松田浩則中井久夫訳。ヴァレリー最後の詩集である。が、その誕生の経緯は複雑である。既にフランスを代表する知性と云われた、名声の絶頂にあった六十六歳のヴァレリーは、親子ほども年齢のちがう、三十四歳のジャンヌ・ロヴィトンと恋愛関係に陥る。日本ではこれほど年齢差のあるカップルは稀だろうが、ヨーロッパでは、特に男性側が芸術家の場合、それほどめずらしいことではない。その後二人は、ヴァレリーの死に至るまでに、一〇〇〇通以上の手紙を往復させる。本書に収められた詩は、その中でヴァレリーがジャンヌに送った、極私的なものであった。ヴァレリーは既に詩作に手を染めなくなってから永かったが、恐らく恋人の要請があって、書き始めたようである。それはそうだろう、ヴァレリーは何せ高名な詩人どころか、当代の桂冠詩人とも言われた詩人だったのだから、ジャンヌの気持ちはわからないではない。
 自分は詩については語るべき能力が不足しているが、「コロナ」と「コロニラ」を比べた場合、圧倒的に前者に惹かれた。共訳の分担がちがうのかとも思ったが、試訳がいずれの方かわからないほど手を入れあったということなので、オリジナルの方がちがうのであろう。全編が恋愛詩であることはいうまでもない。甘くもあり、またヴァレリーの途轍もない苦悩があからさまになっている部分もある。エロティックな詩は意外と少ない。ともかく、本詩集を読んでみても、ヴァレリーは「知」の人だと単純に決めつけることはできない。むしろ、圧倒的に「情」の人なのだ。ちなみに「コロナ」とはラテン語で「冠」のことであり、「コロニラ」は「ちいさな冠」の意である。
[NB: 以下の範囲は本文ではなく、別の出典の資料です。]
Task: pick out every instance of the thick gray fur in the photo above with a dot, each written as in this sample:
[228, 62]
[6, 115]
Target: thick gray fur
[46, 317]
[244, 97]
 どうやらジャンヌには複数(女性も含む)の恋人があったようで、ヴァレリーもそれに気づいていたようだ。最終的にジャンヌは、出版社の社長と結婚することになったのだが、それを告げられたヴァレリーの衝撃は生命に関わるほどのもので、最終的には、その通告から三箇月後に、ヴァレリーは亡くなることになる。であるから、本書はヴァレリーの手で出版されたわけではない。実際、時間があれば、ヴァレリーは詩にさらに手を入れていたことは確実で、ヴァリアントが多く、まだ徹底的なテキスト・クリティックのなされた版は出ていないようだ。いずれにせよ本書は、文学好きにはまたとない贈り物だと云うことができよう。